Translation software

  • stardict: StarDict.
  • sdcv: command line StarDict.
  • ydcv: Youdao dictionary on the command line.
  • youdao-dictAUR: Youdao dictionary (graphic interface), screen word translation.
  • goldendict: There is no dictionary by default, you can download the corresponding dictionary package (supports Babylon's thesaurus format .BGL, StarDict no longer maintained thesaurus format (.ifo/.dict/.idx/.syn), dictd words Library format (.index/.dict(.dz), ABBYY Lingvo's thesaurus format (.dsl/.lsa/.dat), mdict's thesaurus format, etc. The thesaurus files of these dictionaries can be downloaded and imported on the Internet Use of GoldenDict (may have copyright issues).
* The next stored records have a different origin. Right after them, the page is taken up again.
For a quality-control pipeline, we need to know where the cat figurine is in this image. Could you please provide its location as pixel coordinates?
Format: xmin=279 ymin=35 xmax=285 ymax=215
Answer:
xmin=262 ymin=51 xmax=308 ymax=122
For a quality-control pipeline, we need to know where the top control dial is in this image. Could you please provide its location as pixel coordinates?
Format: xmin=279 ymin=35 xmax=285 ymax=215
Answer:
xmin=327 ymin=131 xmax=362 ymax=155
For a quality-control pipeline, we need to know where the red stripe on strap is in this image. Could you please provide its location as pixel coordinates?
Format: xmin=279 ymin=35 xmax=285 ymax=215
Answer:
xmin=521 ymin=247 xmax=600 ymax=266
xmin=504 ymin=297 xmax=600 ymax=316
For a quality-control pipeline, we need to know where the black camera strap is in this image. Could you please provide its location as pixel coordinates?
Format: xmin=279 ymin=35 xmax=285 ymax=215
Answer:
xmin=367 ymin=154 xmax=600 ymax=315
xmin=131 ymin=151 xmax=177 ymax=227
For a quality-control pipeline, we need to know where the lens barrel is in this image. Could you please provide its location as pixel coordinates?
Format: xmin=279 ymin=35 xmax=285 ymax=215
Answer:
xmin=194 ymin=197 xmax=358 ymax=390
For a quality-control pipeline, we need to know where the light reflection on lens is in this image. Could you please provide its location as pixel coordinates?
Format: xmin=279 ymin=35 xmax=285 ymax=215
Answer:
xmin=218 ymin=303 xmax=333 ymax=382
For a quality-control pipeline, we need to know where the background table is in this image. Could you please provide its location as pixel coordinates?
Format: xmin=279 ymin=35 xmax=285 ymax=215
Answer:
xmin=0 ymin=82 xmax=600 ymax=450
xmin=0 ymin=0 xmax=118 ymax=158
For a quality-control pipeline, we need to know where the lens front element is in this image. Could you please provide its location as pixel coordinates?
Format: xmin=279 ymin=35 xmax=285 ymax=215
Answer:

  • moedictAUR: A multi-platform Chinese dictionary. In addition to Chinese characters, words, idioms, etc., it also contains Hakka, Hokkien, simple foreign language translations, stroke order writing, etc. moedict online address
  • linedictAUR: An online English-Chinese dictionary that gets results by crawling Youdao translation webpage, some support English-Chinese translation, imitating dmenu to display the results at the top of the screen. It's rather easy to use. The API used by ydcv has expired, and the new API is free to use the frequency limit, so linedictAUR is a good alternative.